Justement, je voulais inviter les élèves à participer à des activités qui les incitaient à réfléchir, à chercher à comprendre, à participer à des interactions, à trouver un intérêt à cette recherche de sens, un peu comme des chercheurs le font… Pour cela j’ai conçu des « scénarios », qui peuvent se comparer à des jeux de société, avec des règles qu’il faut suivre pour atteindre le but.  Ces scénarios proposent une activité  à laquelle les élèves participent, en collaboration avec les autres, pour produire quelque chose qui a du sens pour eux. L’activité doit avoir un début et une fin, offrir quelque défi, sans être trop difficile. Il faut que les élèves comprennent le but de l’activité, et qu’ils sachent que l’enseignant est là pour les aider en cas de besoin et qu’on a le droit à faire des erreurs. En expérimentant ces scénarios en classe, on pouvait remarquer que non seulement les élèves apprenaient mieux – ils comprenaient le sens de ce qu’il fallait apprendre – mais ils y prenaient plaisir ! Du coup, ils s’en souvenaient mieux et pouvaient mieux se servir de ce qu’ils avaient appris –  et ils prenaient confiance en leur capacité d’apprendre.

 

Britt-Mari Barth est devenue progressivement chercheur en pédagogie. Elle en est venue à proposer une nouvelle approche pédagogique. Quelles en sont les caractéristiques ?

 

En observant ce qui se passait en classe,  j’ai voulu mieux comprendre  les raisons de cette « réussite » : quelles étaient les conditions mises en œuvre qui avaient favorisé les apprentissages ? J’en ai trouvé cinq , qu’on pourrait appeler les « points incontournables » pour l’enseignant afin de guider les élèves vers la co-construction du sens.

 

Les deux premières conditions se trouvent en amont de « la leçon ». Elles soulignent  l’importance de bien définir le savoir à enseigner et ceci en prenant en compte la façon  dont les élèves doivent faire la démonstration de leur compréhension.
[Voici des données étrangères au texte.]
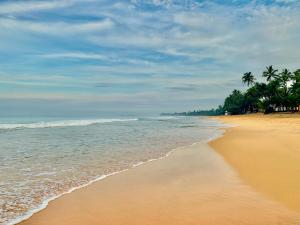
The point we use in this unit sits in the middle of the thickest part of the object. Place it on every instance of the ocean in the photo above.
(43, 158)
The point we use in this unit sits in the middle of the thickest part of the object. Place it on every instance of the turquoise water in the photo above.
(43, 158)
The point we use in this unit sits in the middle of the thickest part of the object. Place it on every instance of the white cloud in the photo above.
(56, 28)
(27, 6)
(75, 55)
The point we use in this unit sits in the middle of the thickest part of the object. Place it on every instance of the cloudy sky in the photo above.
(84, 57)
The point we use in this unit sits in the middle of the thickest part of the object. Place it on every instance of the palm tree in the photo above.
(248, 79)
(285, 76)
(270, 73)
(296, 76)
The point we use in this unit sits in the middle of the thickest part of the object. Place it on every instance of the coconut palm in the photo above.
(270, 73)
(296, 76)
(285, 76)
(248, 78)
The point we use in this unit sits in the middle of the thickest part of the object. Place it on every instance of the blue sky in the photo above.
(86, 57)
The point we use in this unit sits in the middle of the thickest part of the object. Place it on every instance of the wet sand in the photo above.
(192, 186)
(265, 151)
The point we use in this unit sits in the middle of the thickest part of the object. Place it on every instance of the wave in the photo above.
(158, 118)
(61, 123)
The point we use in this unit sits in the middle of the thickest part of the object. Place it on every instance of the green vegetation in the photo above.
(280, 93)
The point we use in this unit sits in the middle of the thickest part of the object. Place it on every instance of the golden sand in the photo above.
(265, 151)
(193, 186)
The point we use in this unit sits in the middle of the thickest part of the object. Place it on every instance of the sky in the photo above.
(90, 57)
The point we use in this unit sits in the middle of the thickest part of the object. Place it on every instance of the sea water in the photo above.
(43, 158)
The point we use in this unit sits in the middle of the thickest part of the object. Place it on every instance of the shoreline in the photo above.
(122, 197)
(265, 152)
(46, 202)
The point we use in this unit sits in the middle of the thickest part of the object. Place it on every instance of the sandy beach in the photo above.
(265, 151)
(193, 185)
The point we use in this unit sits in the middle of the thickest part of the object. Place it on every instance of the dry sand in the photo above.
(265, 151)
(193, 186)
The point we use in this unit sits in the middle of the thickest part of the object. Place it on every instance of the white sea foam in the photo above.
(61, 123)
(137, 164)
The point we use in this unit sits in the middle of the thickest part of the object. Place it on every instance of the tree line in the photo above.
(279, 93)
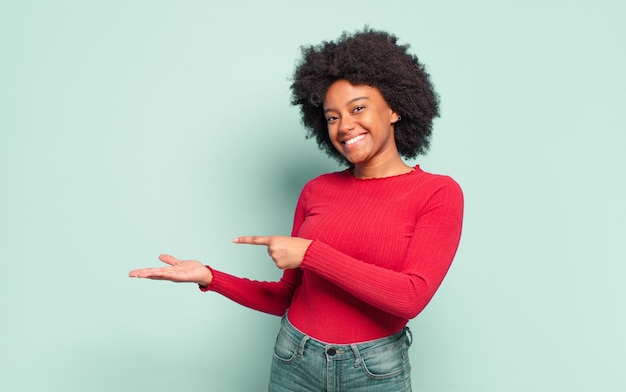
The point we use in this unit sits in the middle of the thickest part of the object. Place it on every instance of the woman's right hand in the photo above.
(178, 271)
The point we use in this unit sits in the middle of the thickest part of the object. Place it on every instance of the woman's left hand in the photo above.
(287, 252)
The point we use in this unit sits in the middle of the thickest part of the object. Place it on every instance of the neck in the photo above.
(379, 170)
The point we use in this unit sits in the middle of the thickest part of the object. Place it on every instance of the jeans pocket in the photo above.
(386, 364)
(286, 348)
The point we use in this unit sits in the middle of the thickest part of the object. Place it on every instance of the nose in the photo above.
(346, 124)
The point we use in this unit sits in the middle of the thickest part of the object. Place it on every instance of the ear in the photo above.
(395, 117)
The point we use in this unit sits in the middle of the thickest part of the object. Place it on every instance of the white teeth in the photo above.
(354, 139)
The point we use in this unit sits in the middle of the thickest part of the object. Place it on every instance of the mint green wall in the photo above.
(131, 128)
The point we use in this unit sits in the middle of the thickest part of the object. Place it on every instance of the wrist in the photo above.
(206, 281)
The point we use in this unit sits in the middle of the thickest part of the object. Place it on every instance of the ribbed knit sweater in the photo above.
(380, 249)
Apprendre quoi ? Pour faire quoi ? L’enjeu pour l’enseignant est de ne pas avoir une conception trop statique du savoir, sous forme d’une définition abstraite, mais de savoir le transformer en des situations qui le rendent vivant,  qui donnent accès au sens. Pour cela, il faut des situations ou des exemples vairés, permettant à chacune de cibler le sens. Tous les savoirs peuvent s’exprimer dans des formes et des langages différents, il s’agit de multiplier et de varier ces formes selon le contexte et le but recherché. Ces situations du savoir-en-action véhiculent le sens d’une façon plus directe que des explications abstraites. Les situations-exemples  sont donc une entrée pour se familiariser avec un contenu abstrait. Des contre-exemples, par leur contraste, peuvent aider à cerner, limiter le sens. Car, in fine, il s’agit de pouvoir exprimer le sens avec les mots justes – mais le sens n’est pas un déjà-là. Il faut que chacun le construise.

 

La troisième condition souligne l’importance de solliciter l’intention d’apprendre des élèves. Le rôle de l’enseignant est ici essentiel. C’est son propre engagement et son invitation aux élèves à relever un défi qui vont d’abord leur donner envie de se lancer dans les activités proposées. Mais les élèves ont également besoin de se sentir en sécurité lors des situations d’apprentissage, de savoir que l’enseignant est là pour les aider.  Cette attitude, ou posture de l’enseignant est au cœur de l’approche et les « scénarios pour apprendre » sont conçus dans cet esprit. La motivation peut alors se construire au fur et à mesure que le travail avance et que les élèves y trouvent un sens personnel. 

 

La quatrième condition met au centre la façon dont l’enseignant sollicite, guide et accompagne la réflexion des élèves. Il le fait en leur proposant de bons supports pour la pensée – avec quoi et avec qui les élèves vont-ils penser ? … C’est dans l’espace même de l’activité réflexive et du dialogue que le  sens s’élabore, l’attention des élèves étant guidée  par le choix et l’ordre des exemples, par le contraste des contre-exemples, par les questions et l’écoute de l’enseignant. L’incitation systématique à justifier sa réponse oblige à anticiper la cohérence de ses propos et invite à l’argumentation. On n’est plus uniquement dans un « monde sur papier », un monde abstrait, mais dans une activité  collective qui conduit à relier – dans un aller-retour continu – la connaissance abstraite à son référent concret. On passe par les expériences contextualisées pour les insérer dans une unité plus large qui lui donne sens.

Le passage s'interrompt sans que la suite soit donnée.